During the Great War, Renaud gave concerts for the troops and was wounded at the front when he and others in a trench took an artillery hit. He was left an invalid. After the War he was awarded the Légion d'honneur by the French government. In April 1919, after appearing at a Paris Opéra gala, Renaud finally retired. He appeared in a silent film in 1920. He died in Paris.

==Records==
Maurice Renaud made 52 extant records, 45 of them for The Gramophone Company (the forerunner of EMI) and seven for Pathé. Issued between 1901 and 1908, many of them duplicate (or even triplicate) the same favourite pieces, meaning that he actually recorded only 16 arias and five songs. As the duplications were issued, earlier versions were deleted, so that some of these items are now, over 100 years later, exquisitely rare. With one exception, everything is sung in French. There are no duets or ensembles. Regrettably, arias from many of his most celebrated operatic roles were not committed to disc; but what he did record is sufficient to demonstrate his greatness as a singer and interpretive artist.

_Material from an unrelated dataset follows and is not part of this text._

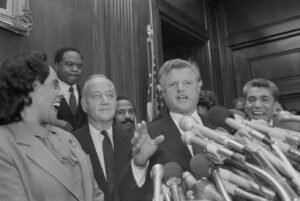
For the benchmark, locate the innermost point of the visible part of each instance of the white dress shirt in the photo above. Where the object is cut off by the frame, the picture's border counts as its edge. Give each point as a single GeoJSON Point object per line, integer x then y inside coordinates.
{"type": "Point", "coordinates": [176, 117]}
{"type": "Point", "coordinates": [98, 142]}
{"type": "Point", "coordinates": [65, 90]}
{"type": "Point", "coordinates": [140, 173]}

===Reissues on modern format===

- The Complete Gramophone Recordings 1901 - 1908 [plus one Pathé issue] Marston
- The Baritones Vol. I - 'The French School Symposium
- The Harold Wayne Collection Vol. 8 Symposium
- Souvenirs of Rare French Operas IRCC
- Reyer - Sigurd: Excerpts by Various Artists Malibran
- Covent Garden on Record Vol. I 1870 - 1904 Pearl

==Appreciation==
Maurice Renaud was a handsome man, trim and erect, with regular features, deep-set eyes, wavey chestnut-coloured locks and a magisterial handlebar mustache that completed the picture of virile magnetism. He was a fine figure of a singer, a convincing actor on stage, praised by all the most exacting critics on two continents.

He was very much a baryton-noble in the tradition of such legendary Paris Opéra singers as Jean-Baptiste Faure (painted so masterfully by Degas) and Jean Lassalle. His voice was a luxury item of great beauty and almost ideal richness and weight for any rôle in the French operatic repertory. To Italian and German parts he brought an elegance and nobility nurtured in the school of dramatic declamation of the Académie nationale de musique, related to that of the Comédie Française and the whole historic conception of tragic and heroic performance in French literary theater.

He was also a first-rate bel canto master, utterly accomplished in matters of vocal production and breathing. This combination of declamatory and vocal command gave his singing a unique authority and brilliance. It can be stated with confidence that very, very few artists have stood on his level. As the noted New York critic Henry Krehbiel wrote: "Where Renaud sits, there is the head of the table."